Sometimes having more threads than LWPs, as can happen with unbound threads, is a disadvantage.

For example, a parallel array computation divides the rows of its arrays among different threads. If there is one LWP for each processor, but multiple threads for each LWP, each processor spends time switching between threads. In this case, it is better to have one thread for each LWP, divide the rows among a smaller number of threads, and reduce the number of thread switches.

A mixture of threads that are permanently bound to LWPs and unbound threads is also appropriate for some applications.

An example of this is a realtime application that has some threads with system-wide priority and realtime scheduling, and other threads that attend to background computations. Another example is a window system with unbound threads for most operations and a mouse serviced by a high-priority, bound, realtime thread.

When a user-level thread issues a system call, the LWP running the thread calls into the kernel and remains attached to the thread at least until the system call completes.

Bound threads are more expensive than unbound threads. Because bound threads can change the attributes of the underlying LWP, the LWPs are not cached when the bound threads exit.

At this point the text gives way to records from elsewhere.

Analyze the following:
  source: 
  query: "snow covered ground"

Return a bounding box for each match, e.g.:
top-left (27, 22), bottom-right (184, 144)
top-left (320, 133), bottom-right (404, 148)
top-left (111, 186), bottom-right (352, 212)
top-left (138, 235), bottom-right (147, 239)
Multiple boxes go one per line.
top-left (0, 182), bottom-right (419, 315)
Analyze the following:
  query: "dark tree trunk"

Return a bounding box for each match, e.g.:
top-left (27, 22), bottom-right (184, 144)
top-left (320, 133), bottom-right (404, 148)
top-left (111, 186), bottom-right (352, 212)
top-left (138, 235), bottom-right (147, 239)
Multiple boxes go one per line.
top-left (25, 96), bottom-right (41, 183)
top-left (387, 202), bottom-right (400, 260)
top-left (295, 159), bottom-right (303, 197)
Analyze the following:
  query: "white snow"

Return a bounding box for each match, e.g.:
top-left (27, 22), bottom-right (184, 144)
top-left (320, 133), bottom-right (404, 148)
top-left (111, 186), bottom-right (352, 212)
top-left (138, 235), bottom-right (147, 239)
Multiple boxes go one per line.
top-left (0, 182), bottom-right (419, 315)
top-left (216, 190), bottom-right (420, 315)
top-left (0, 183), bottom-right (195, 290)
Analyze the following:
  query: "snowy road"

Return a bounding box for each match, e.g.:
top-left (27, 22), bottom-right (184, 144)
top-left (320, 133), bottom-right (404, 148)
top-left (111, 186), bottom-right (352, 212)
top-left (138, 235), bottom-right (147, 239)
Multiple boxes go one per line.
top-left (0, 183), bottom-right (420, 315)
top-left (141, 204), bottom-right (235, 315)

Instead, the operating environment provides a new LWP when a bound thread is created and destroys it when the bound thread exits.

Use bound threads only when a thread needs resources that are available only through the underlying LWP, such as a virtual time interval timer or an alternate stack, or when the thread must be visible to the kernel to be scheduled with respect to all other active threads in the system, as in realtime scheduling.

Use unbound threads even when you expect all threads to be active simultaneously. This allows Solaris threads to efficiently cache LWP and thread resources so that thread creation and destruction are fast. Use thr_setconcurrency(3T) to tell Solaris threads how many threads you expect to be simultaneously active.